PARAMETERIZATION OF SURFACE MOISTURE AVAILABILITY FOR EVAPOTRANSPIRATION USING COMBINED REMOTELY SENSED SPECTRAL REFLECTANCE AND THERMAL OBSERVATIONS (CANOPY RESISTANCE, ENERGY BALANCE, LATENT HEAT).

摘要

Reflected short-wave radiation and thermal emissions from a surface have generally been considered independently in remote sensing based techniques for estimating evapotranspiration. A fundamental postulate developed in this study is that the use of combined spectral reflectance and thermal emission data provide new information that may improve the quality of evapotranspiration estimates. Using data collected from satellite, aircraft and ground-based platforms, it is demonstrated that the relationship between canopy temperature and a spectral vegetation index is inverse and linear.
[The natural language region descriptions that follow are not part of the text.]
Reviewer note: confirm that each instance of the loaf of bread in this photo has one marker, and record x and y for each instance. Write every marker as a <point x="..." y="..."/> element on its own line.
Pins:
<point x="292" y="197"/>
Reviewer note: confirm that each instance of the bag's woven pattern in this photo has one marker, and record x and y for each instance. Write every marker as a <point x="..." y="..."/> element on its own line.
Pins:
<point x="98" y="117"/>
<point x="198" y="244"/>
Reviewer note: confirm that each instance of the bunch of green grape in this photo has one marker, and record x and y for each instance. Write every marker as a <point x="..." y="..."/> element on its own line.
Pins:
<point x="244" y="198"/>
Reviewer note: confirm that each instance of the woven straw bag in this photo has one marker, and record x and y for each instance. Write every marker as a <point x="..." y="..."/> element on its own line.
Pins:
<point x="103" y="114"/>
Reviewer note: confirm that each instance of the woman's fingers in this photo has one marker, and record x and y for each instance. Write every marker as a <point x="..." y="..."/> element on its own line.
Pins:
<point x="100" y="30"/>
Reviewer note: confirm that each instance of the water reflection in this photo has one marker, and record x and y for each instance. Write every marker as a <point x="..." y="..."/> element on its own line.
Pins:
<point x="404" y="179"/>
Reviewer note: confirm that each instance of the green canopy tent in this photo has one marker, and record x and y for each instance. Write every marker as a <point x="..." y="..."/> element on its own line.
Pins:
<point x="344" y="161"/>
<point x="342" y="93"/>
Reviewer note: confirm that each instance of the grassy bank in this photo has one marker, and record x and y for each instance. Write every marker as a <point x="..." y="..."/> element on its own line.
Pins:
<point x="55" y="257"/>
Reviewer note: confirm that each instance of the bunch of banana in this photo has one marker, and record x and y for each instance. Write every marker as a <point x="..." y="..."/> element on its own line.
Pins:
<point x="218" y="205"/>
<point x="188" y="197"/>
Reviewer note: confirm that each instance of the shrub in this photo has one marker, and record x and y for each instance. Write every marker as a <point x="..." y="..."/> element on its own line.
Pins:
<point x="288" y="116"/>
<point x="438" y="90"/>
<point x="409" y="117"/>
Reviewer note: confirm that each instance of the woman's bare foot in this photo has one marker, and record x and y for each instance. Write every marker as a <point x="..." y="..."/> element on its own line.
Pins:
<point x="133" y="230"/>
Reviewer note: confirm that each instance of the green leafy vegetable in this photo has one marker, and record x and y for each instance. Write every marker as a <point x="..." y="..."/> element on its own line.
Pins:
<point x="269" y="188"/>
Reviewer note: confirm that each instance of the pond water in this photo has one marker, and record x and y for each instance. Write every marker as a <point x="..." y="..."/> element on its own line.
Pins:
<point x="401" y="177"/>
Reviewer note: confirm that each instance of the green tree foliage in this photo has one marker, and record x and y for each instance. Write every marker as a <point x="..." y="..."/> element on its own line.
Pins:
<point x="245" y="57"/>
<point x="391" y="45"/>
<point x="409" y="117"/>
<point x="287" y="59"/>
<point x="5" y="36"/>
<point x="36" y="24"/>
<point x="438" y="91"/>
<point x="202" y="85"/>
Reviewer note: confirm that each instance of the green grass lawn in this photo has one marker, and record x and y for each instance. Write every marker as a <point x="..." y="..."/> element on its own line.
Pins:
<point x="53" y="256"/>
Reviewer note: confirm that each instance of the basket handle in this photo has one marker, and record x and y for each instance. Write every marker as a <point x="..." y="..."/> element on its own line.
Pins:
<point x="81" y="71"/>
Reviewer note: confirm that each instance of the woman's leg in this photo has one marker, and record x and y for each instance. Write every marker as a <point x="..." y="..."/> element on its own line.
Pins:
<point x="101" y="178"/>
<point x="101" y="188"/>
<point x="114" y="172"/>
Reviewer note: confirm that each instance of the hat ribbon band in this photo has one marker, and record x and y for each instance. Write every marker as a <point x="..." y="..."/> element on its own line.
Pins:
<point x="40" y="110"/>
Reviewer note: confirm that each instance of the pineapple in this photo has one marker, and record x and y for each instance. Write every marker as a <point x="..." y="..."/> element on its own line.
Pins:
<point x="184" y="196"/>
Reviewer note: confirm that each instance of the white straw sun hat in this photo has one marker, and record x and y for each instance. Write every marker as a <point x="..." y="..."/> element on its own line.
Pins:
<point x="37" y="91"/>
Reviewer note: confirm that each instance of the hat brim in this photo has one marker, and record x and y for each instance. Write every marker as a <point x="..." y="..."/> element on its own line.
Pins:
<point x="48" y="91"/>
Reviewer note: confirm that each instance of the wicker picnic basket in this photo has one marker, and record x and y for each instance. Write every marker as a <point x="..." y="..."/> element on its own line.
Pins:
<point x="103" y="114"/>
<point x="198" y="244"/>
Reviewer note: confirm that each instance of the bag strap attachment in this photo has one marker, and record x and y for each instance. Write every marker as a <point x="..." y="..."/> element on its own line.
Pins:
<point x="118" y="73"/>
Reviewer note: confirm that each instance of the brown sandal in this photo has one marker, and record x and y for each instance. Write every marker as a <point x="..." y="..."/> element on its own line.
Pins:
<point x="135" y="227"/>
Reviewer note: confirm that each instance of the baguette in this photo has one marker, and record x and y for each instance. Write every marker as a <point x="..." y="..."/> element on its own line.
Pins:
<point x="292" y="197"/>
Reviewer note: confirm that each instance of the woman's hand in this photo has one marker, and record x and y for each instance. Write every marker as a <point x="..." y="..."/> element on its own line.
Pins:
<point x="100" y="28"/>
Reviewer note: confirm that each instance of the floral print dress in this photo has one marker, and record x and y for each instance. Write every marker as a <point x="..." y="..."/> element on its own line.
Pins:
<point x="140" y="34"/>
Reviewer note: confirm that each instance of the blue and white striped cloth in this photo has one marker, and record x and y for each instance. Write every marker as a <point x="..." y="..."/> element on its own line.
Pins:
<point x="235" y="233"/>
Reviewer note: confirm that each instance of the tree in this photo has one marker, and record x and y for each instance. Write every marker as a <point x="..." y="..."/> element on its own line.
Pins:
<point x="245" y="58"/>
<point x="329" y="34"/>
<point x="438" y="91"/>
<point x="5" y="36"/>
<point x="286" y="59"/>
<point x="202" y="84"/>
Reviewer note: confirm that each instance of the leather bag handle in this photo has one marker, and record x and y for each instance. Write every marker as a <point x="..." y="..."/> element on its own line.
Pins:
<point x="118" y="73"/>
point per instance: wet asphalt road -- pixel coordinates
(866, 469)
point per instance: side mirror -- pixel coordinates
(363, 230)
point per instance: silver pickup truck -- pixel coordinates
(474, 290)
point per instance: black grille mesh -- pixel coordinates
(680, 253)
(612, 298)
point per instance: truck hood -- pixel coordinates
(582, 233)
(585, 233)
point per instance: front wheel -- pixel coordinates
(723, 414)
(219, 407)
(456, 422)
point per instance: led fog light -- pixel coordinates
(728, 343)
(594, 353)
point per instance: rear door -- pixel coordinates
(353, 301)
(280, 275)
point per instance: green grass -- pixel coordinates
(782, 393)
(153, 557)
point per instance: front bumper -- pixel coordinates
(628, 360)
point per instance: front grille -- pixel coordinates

The relationship between these variables is considered to reflect the differences in surface moisture availability for evapotranspiration as parameterized by canopy resistance. This is demonstrated theoretically as well as by using data collected over wheat crops grown near Phoenix, Arizona.;By varying canopy characteristics, soil moisture conditions and meteorologic variables, a range of canopy resistance and canopy temperature values is generated. It is shown that the minimum canopy resistance may be obtained from the spectral vegetation index. A procedure is developed to predict actual canopy resistance from the inferred minimum canopy resistance and observed canopy temperature. A test of the procedure using data collected over a wheat canopy is conducted and the accuracy of the procedure demonstrated. Possible applications of the technique and required future research are outlined.;In order to examine fully the relationships between the spectral vegetation index, thermal emissions and canopy resistance under a variety of environmental conditions, a suite of models is developed to simulate the spectral reflectance and thermal response of specified canopies. An existing model for simulating canopy reflectance is adapted to calculate a spectral vegetation index, canopy albedo and the penetration of photosynthetically active radiation into the canopy. The radiation gradient is used in the determination of minimum canopy resistance. The simulated albedo and canopy resistance values are incorporated into a model which simulates the flows of energy and water in the soil-plant-atmosphere continuum and yields estimated canopy temperatures.